Самого себя старший советник отнюдь не считал безупречным, но умел отличать хорошее от плохого, а добро от зла. Уэсуги – добро, Датэ – зло, это совершенно ясно и сомнению не подлежит. Мы несем справедливость по заветам великого Кэнсина, мы защищаем крестьян и горожан, кои не в силах защитить себя сами, мы даем возможность бедным избавиться от голода – с помощью мягких и разумных законов. Мы заботимся о процветании наук и искусств, ибо Уэсуги так же чтут книгу, как и меч. И это непреложная истина.
Такая же истина, что Датэ Масамунэ есть воплощение зла. Наоэ понял это еще тринадцать лет назад, когда молодой хозяин тогда еще Ёнедзавы вышел на оперативный простор и его стали называть уже не Этот Щенок Датэ, а Дракон. Очень быстро стали называть. Советник собирал сведения о нем и раньше, это входило в его обязанности – в конце концов, владения Датэ располагались на север от Этиго и с отцом Дракона людям Уэсуги доводилось встречаться в бою, но одно дело привычка знать о соседях все, а другое – грозовая туча, потихоньку складывающаяся из облаков над твоей границей.
Сведения были не из приятных. Война – жестокое дело, Наоэ не любил ее. На войне даже самые лучшие люди не всегда могут себе позволить брать пленных и щадить сдавшихся. Как бы ни хотелось, не всегда. Но даже князь Ода, которого не зря называли Демоном Шестого Неба, не приказывал снести с лица земли вражеский замок со всеми обитателями, всего лишь чтобы послать сообщение. Ему – а Ода тоже был врагом Уэсуги, а также врагом богов и будд – для таких распоряжений все же требовались более существенные причины. Личные привычки Масамунэ отличались от его способов вести войну в худшую сторону. Рассказывали, что он пишет стихи свежей кровью пытаемых пленников, а разрубленное тело владетеля замка Нихонмацу приказал сшить стеблями своей родовой глицинии и в таком виде распять. Дракон, как есть дракон. Которому всегда и всего мало, который стремится захватить как можно больше земель, угнетает беззащитных и все тащит в свое логово. Как это произошло с провинцией Айдзу, которую он захватил под предлогом мести за отца. Он не заслуживает права на доброе отношение.
Но Наоэ был добр и не желал Масамунэ смерти. Это недостойно человека, начертавшего девиз «любовь» на своем шлеме. Только справедливого наказания хотел он, как требуют традиции Уэсуги. Каковое и было осуществлено господином регентом. Дракон смирился перед законом, Айдзу у него отобрали. Справедливость восторжествовала.
Только освобожденные крестьяне не должны поднимать восстаний, требуя, чтоб им вернули угнетателя. Но это происходило – и это было неправильно.
Госпожа Мэго-химэ, жена Датэ, была вытребована в Киото в качестве заложницы, равно как жены и дети других даймё, ради обеспечения лояльности.
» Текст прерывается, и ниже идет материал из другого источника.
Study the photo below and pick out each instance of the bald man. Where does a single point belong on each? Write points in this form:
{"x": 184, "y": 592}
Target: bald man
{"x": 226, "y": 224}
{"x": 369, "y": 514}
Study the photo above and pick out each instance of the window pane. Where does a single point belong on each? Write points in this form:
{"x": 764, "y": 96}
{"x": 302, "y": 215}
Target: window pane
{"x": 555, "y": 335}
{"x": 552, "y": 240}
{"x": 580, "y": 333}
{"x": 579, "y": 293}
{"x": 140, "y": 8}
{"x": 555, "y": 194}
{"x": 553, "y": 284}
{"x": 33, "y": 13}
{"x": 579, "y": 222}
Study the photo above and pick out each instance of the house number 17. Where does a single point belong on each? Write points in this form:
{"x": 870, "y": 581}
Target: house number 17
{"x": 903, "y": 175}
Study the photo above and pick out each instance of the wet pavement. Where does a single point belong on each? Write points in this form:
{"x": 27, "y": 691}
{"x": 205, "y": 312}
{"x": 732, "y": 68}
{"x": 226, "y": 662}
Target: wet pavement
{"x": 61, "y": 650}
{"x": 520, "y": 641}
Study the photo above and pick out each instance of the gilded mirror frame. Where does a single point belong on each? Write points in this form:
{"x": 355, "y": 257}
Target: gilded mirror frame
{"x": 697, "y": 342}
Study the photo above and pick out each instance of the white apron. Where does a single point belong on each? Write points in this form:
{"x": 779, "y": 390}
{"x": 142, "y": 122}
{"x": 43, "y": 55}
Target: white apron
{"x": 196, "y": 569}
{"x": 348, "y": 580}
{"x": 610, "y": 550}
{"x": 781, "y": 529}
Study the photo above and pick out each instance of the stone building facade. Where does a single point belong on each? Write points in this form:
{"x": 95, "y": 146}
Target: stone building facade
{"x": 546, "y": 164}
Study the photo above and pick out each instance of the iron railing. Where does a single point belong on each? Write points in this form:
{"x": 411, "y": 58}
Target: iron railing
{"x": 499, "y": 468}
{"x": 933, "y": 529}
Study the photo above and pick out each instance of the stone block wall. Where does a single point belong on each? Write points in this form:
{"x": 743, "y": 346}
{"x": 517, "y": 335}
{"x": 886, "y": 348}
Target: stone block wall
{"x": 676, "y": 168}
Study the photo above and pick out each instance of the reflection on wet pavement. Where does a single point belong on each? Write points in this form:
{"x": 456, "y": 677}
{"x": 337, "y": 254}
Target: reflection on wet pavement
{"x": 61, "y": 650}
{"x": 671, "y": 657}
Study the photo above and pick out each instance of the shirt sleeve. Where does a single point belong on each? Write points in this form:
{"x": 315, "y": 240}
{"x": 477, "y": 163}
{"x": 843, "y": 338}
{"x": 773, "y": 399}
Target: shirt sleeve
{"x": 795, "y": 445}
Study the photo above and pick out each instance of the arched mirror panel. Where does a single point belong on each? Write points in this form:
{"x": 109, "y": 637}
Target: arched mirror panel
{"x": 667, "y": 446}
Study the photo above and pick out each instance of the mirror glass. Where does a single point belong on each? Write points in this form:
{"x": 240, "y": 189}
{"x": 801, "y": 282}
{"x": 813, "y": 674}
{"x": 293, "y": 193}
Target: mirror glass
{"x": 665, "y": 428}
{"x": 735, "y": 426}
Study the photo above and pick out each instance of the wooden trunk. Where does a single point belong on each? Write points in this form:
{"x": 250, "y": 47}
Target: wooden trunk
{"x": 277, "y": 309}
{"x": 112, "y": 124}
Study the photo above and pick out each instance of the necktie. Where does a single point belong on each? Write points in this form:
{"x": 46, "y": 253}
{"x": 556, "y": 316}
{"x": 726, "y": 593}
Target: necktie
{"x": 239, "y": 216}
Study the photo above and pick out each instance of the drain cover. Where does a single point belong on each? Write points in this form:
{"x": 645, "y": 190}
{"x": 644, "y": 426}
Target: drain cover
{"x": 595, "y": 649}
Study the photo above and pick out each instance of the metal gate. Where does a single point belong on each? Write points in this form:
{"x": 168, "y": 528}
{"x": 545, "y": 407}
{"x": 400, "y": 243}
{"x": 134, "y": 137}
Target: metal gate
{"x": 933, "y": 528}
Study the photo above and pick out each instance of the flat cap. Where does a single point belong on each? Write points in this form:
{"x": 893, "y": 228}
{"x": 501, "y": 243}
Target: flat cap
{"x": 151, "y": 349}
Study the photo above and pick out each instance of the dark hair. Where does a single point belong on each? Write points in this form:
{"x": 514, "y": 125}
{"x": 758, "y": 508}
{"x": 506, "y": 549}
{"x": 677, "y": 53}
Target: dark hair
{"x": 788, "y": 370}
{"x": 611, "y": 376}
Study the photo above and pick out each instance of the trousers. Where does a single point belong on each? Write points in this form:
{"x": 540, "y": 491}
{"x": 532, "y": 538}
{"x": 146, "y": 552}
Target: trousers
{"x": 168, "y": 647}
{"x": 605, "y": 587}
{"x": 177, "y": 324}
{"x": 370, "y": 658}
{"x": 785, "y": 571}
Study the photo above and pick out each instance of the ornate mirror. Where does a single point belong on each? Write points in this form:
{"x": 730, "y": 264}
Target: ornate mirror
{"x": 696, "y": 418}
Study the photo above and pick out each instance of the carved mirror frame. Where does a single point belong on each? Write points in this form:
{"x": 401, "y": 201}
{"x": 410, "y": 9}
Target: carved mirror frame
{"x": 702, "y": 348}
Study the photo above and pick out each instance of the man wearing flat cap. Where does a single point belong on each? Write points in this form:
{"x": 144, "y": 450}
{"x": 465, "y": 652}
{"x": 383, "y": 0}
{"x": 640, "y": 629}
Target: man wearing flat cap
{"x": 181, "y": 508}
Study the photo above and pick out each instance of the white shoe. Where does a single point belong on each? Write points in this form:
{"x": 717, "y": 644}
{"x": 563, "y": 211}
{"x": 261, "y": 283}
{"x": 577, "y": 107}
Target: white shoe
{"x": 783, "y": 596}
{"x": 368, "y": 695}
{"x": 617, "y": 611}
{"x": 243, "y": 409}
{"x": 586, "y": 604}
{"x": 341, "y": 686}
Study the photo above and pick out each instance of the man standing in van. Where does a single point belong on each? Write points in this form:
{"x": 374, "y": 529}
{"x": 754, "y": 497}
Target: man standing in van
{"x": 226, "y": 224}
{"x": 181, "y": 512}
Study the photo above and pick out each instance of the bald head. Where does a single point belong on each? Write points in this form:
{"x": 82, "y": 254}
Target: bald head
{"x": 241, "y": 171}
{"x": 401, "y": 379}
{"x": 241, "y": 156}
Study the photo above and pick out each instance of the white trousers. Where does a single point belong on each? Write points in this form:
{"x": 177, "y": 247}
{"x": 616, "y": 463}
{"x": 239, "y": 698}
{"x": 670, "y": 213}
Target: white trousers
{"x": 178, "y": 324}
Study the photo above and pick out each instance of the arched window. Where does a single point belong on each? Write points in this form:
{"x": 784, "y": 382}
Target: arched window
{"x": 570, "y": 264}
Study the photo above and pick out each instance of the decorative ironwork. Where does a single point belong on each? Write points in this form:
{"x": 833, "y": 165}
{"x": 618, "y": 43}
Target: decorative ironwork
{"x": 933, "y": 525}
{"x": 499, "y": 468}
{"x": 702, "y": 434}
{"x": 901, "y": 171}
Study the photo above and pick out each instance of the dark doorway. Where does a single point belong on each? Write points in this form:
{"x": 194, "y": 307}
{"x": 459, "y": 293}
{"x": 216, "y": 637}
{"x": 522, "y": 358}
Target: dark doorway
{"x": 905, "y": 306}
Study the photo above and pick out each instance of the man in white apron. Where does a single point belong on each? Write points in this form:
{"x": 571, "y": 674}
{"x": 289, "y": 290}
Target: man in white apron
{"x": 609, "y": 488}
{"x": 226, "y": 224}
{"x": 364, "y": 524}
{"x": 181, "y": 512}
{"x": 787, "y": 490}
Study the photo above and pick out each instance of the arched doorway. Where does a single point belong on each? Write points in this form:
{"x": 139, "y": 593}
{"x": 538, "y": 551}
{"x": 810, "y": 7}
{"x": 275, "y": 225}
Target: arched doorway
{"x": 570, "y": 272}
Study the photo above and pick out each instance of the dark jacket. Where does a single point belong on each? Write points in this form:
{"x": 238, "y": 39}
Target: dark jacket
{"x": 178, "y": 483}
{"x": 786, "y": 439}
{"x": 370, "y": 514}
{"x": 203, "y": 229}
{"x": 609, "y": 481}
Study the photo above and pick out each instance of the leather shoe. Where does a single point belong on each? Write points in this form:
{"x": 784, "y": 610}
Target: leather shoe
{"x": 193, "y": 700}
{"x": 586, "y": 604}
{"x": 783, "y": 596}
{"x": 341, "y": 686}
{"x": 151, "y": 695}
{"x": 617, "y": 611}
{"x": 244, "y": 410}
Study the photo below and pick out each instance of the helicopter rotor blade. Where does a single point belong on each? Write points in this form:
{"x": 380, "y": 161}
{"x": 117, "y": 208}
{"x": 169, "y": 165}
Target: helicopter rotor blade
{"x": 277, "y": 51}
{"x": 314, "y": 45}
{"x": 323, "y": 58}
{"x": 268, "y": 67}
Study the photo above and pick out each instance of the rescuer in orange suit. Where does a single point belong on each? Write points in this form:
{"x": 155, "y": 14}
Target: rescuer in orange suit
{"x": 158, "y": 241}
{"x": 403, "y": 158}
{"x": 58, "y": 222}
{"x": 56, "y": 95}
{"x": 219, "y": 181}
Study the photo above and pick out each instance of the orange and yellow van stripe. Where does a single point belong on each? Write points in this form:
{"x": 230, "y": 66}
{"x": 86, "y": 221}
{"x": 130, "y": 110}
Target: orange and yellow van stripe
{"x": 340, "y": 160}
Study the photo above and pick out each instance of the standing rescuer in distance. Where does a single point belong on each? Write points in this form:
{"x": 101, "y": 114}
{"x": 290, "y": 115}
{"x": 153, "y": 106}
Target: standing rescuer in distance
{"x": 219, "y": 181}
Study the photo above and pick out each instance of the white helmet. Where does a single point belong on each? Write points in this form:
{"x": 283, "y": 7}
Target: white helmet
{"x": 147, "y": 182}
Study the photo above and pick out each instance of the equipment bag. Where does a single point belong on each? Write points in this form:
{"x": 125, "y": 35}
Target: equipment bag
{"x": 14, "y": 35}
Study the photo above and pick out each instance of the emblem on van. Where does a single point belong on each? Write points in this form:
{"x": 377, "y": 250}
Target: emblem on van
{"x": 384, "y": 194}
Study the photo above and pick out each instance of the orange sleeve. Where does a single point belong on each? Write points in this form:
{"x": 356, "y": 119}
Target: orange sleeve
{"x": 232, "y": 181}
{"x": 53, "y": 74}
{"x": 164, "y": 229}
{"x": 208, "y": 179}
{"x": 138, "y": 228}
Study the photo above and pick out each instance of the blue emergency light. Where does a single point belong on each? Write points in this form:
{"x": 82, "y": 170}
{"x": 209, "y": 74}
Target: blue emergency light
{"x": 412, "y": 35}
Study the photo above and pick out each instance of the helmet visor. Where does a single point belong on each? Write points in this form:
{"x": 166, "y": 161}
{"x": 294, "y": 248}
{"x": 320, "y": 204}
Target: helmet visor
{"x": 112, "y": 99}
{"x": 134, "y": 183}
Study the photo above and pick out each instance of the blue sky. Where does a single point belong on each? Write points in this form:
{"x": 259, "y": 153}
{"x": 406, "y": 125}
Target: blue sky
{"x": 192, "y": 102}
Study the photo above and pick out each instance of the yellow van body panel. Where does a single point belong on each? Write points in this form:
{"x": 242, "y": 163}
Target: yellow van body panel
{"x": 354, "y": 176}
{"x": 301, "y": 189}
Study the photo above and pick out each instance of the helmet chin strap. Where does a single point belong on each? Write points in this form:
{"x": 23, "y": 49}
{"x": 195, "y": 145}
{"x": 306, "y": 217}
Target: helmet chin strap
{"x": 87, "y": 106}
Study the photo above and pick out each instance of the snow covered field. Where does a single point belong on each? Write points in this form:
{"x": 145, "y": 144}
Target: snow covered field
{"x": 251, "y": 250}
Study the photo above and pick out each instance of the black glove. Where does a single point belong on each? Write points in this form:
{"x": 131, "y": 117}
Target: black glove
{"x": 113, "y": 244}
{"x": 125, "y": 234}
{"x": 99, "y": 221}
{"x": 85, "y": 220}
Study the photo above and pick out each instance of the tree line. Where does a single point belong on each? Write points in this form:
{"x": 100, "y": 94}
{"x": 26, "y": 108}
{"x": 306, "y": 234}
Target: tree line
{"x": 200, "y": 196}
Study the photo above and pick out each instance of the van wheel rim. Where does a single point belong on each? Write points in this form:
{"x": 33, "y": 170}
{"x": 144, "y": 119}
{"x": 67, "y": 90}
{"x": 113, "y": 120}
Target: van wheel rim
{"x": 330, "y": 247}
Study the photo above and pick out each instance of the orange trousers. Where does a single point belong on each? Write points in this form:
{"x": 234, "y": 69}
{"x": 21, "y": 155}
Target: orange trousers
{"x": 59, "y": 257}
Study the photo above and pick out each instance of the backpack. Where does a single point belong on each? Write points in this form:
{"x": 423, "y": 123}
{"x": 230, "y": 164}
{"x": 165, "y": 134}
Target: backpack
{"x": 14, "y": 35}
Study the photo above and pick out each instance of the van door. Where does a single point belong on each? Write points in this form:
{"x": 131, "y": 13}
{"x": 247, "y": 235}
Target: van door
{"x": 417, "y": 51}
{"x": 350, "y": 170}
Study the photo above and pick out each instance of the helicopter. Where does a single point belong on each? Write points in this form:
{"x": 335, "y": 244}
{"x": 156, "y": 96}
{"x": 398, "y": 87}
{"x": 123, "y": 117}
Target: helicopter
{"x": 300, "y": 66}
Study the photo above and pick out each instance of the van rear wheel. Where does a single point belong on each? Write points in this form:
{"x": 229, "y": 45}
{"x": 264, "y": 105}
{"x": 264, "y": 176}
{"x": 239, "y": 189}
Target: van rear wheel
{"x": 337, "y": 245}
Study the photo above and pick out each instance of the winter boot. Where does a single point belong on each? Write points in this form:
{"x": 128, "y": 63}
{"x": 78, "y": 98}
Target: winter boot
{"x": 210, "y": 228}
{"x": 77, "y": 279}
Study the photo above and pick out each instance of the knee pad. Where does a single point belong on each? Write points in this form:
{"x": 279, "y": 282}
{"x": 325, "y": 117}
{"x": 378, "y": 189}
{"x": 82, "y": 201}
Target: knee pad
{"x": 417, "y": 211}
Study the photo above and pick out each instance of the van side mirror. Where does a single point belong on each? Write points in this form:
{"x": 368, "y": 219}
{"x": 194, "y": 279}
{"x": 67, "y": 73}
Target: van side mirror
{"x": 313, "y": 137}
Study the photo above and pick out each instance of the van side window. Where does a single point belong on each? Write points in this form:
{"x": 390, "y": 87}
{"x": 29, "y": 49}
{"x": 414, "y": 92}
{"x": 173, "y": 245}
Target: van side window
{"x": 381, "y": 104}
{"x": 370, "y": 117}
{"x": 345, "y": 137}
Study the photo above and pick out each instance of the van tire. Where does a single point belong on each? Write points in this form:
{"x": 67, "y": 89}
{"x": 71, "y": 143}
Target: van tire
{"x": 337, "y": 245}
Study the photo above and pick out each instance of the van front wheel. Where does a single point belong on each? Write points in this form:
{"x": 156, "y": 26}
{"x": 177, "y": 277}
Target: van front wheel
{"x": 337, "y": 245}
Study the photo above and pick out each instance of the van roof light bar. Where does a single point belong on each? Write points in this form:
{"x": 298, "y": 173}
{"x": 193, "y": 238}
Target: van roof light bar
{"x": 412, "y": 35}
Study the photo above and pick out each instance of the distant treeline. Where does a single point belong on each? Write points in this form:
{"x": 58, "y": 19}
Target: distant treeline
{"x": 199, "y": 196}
Исключений не должно быть ни для кого, сказал господин регент, даже для самых верных соратников, таких как Уэсуги. Это уничтожит подозрения в фаворитизме, все окажутся в равном положении, и так будет достигнуто спокойствие в стране. Скрепя сердце, Наоэ должен признать правоту Хидэёси. Его приказы порой устрашали – или повергали в уныние, но именно Хидэёси удалось сделать то, чего никому не удавалось уже столетиями: объединить и умиротворить страну. И с меньшими, надобно признать, жертвами, чем это сделал бы тот самый Ода Нобунага, былой господин Хидэёси.
Но княгиню Датэ вызвали в столицу совершенно правильно. И не только потому, что ее мужа никак нельзя было назвать верным соратником регента. То есть приходилось признавать, но с очень большой осторожностью. Нет, дело не только в этом. Мэго-химэ – это не то, что госпожа О-Кику, княгиня Уэсуги, которая заливалась слезами, расставаясь с возлюбленным супругом, и пребывала в полном отчаянии из-за предстоящей разлуки.
Советник только раз видел княгиню во время переговоров. Тогда она не произнесла ни слова. От страха, решил он. Юная прекрасная женщина, с отрочества отданная во власть чудовища. Несомненно, разлучить ее с таким мужем было благим делом. В столице она вздохнет свободно.
Что там произошло по приезде Мэго-химэ в столицу, сам Наоэ не видел. А дословно пересказать то, что госпожа наговорила регенту, окружающие не решались. Отводя глаза, сообщали, что дама была крайне невежлива, и не вдавались в подробности. Сам же регент, когда вышел из ступора, пришел то ли в ужас, то ли в совершеннейший восторг от подобных манер, а госпожа Кита-но-Мандокоро, супруга регента, немедля сдружилась с княгиней Датэ.
И это было только начало. Дальше дела пошли вообще поперек всех понятий. Спасенные принцессы не должны заседать в государственном совете от имени дракона и в его интересах. А именно это и произошло, при полном попрании традиций.
А при ближайшем рассмотрении оказывалось, что Датэ устанавливает на своих землях – и тех землях, которые считает своими, – законы, которые обеспечивают благоденствие этих земель. И науки и искусства насаждает. Внедряет новые способы хозяйствования. Собирает библиотеки. То есть делает то же, что и Уэсуги. А это неправильно. Ведь Уэсуги – добро, а зло не может быть таким же.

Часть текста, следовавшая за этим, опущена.